Whether or not you consider the Redskins' name a racial slur as many do, we have something bigger at stake, our First Amendment rights as well as our Fifth Amendment rights. This action on the part of the patent office may infringe upon First Amendment Rights because an organization should have the right to call itself whatever it pleases without input from the government. Let the marketplace sort it out. If an organization chooses a truly objectionable name, people won't join it or patronize it. If enough people objected to the Redskins' name, they wouldn't go to the games or buy their products. Few would want to sport a t-shirt or wear a cap with an objectionable name emblazoned upon it, and the team would lose money. That scenario would force them to reconsider their name.

And while we're talking about names, let's consider that the names of the Cleveland Indians, or the Atlanta Braves might offend some sensibilities. Then of course think about the NAACP, the National Association for the Advancement of Colored People. I haven't heard our African-American sisters and brothers referred to as "colored" in a very long time.
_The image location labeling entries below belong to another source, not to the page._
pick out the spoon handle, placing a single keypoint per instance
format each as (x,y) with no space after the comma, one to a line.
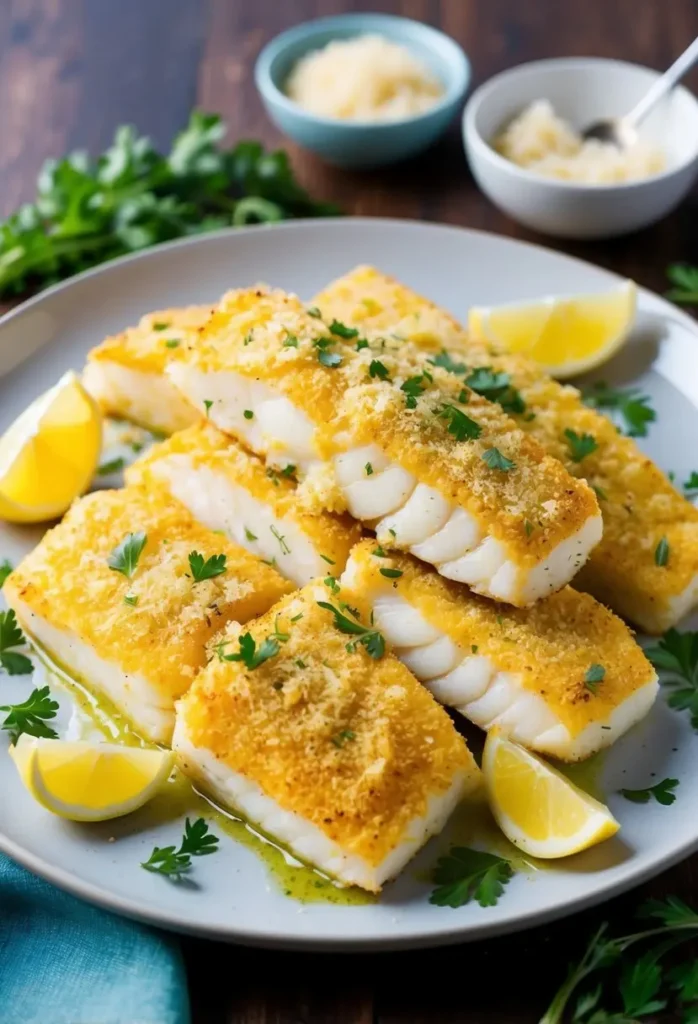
(680,67)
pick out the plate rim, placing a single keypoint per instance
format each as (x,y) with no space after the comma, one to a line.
(266,937)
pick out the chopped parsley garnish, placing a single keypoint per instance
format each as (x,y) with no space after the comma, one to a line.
(595,675)
(126,555)
(114,466)
(446,361)
(460,425)
(249,654)
(31,716)
(206,568)
(286,550)
(413,387)
(342,331)
(677,653)
(629,403)
(378,369)
(661,553)
(465,875)
(495,460)
(661,792)
(371,639)
(579,444)
(173,862)
(342,737)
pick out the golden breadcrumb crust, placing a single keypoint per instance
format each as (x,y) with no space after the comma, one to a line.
(68,582)
(355,745)
(144,347)
(250,334)
(204,444)
(639,505)
(551,645)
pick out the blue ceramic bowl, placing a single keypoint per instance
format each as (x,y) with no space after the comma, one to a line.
(362,143)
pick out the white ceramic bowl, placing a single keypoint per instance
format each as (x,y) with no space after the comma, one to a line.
(581,90)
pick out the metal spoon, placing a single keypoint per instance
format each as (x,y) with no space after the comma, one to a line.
(622,131)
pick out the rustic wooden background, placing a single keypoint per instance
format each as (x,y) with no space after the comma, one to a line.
(70,72)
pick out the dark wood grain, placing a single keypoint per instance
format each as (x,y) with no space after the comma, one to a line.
(70,72)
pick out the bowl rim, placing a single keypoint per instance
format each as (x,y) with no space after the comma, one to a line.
(473,137)
(455,85)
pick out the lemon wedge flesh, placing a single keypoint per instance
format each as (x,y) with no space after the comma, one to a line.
(537,809)
(565,336)
(48,456)
(87,781)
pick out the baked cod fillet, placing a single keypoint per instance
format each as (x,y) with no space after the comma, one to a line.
(404,446)
(528,672)
(138,640)
(126,373)
(344,760)
(639,504)
(229,489)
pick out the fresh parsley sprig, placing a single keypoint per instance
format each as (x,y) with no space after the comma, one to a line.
(371,639)
(134,197)
(31,716)
(175,862)
(465,875)
(206,568)
(629,403)
(677,653)
(11,636)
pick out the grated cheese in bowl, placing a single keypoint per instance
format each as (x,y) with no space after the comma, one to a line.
(367,78)
(540,140)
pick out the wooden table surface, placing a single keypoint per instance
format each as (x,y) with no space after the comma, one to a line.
(70,72)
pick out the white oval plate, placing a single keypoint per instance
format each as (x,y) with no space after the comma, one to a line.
(235,898)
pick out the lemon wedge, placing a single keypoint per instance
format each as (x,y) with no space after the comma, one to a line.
(537,809)
(565,336)
(48,456)
(87,781)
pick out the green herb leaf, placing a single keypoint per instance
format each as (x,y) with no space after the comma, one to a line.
(372,640)
(206,568)
(661,553)
(580,444)
(631,407)
(662,793)
(31,716)
(595,675)
(465,875)
(495,460)
(126,555)
(460,425)
(115,466)
(342,331)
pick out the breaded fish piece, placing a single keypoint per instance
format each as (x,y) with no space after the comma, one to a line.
(528,672)
(137,640)
(229,489)
(403,445)
(126,373)
(343,759)
(639,504)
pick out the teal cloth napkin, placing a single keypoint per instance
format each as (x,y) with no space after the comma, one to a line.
(63,962)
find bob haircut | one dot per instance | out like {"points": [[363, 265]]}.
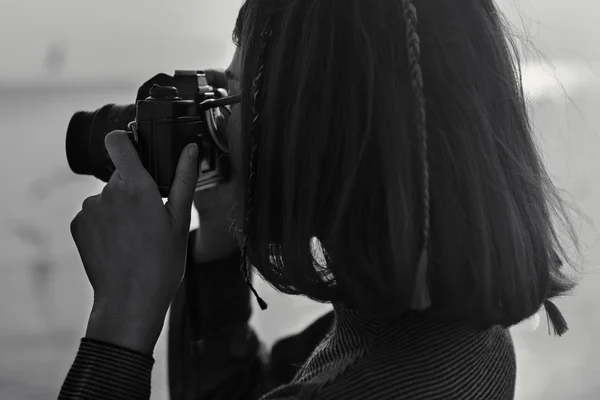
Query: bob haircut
{"points": [[338, 160]]}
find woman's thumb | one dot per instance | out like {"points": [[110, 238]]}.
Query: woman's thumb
{"points": [[182, 191]]}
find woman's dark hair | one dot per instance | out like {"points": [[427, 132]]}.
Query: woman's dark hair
{"points": [[335, 94]]}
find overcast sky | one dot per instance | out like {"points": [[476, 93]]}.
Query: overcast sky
{"points": [[133, 39]]}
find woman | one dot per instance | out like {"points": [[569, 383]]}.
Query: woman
{"points": [[402, 148]]}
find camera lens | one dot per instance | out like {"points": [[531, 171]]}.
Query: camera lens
{"points": [[86, 153]]}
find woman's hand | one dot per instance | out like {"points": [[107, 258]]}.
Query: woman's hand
{"points": [[133, 247]]}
Can anyone do something about that?

If the patent office has this power, then we can see the possibility of another arm of the federal government shutting down an organization entirely because they deem it inappropriate, a definite infringement of the First Amendment.

That brings us to consider the Fifth Amendment which while it guarantees us freedom from self-incrimination, also guarantees us the right to private property ownership, including intellectual property, copyrights, trademarks, and work products, among other things. The government cannot confiscate property, of whatever kind, without due process, and that's exactly what the patent office has done here.

Again, extrapolate a little. If the patent office can do this, we have no protection from the government if they decide your bookstore, your restaurant, your home can be utilized in a better way or get more tax dollars from it. Yes, a government entity can and often does purchase personal property legally for hospitals, schools, and other public works, under eminent domain. The law provides for that and the government must compensate the property owners appropriately. However, in recent years, we've seen too many cases where the government has purchased personal property well below market value and transferred the deed to a large commercial operation in anticipation of many more tax dollars, completely throwing the protections of eminent domain to the winds.

Granted, perhaps Washington Redskins owner, Daniel Snyder should reconsider his stance on the name. Perhaps he should talk with those who view the Redskins name as objectionable and maybe come to some understanding. But for the government to take this action is way beyond the pale and portends no good for the rest of us.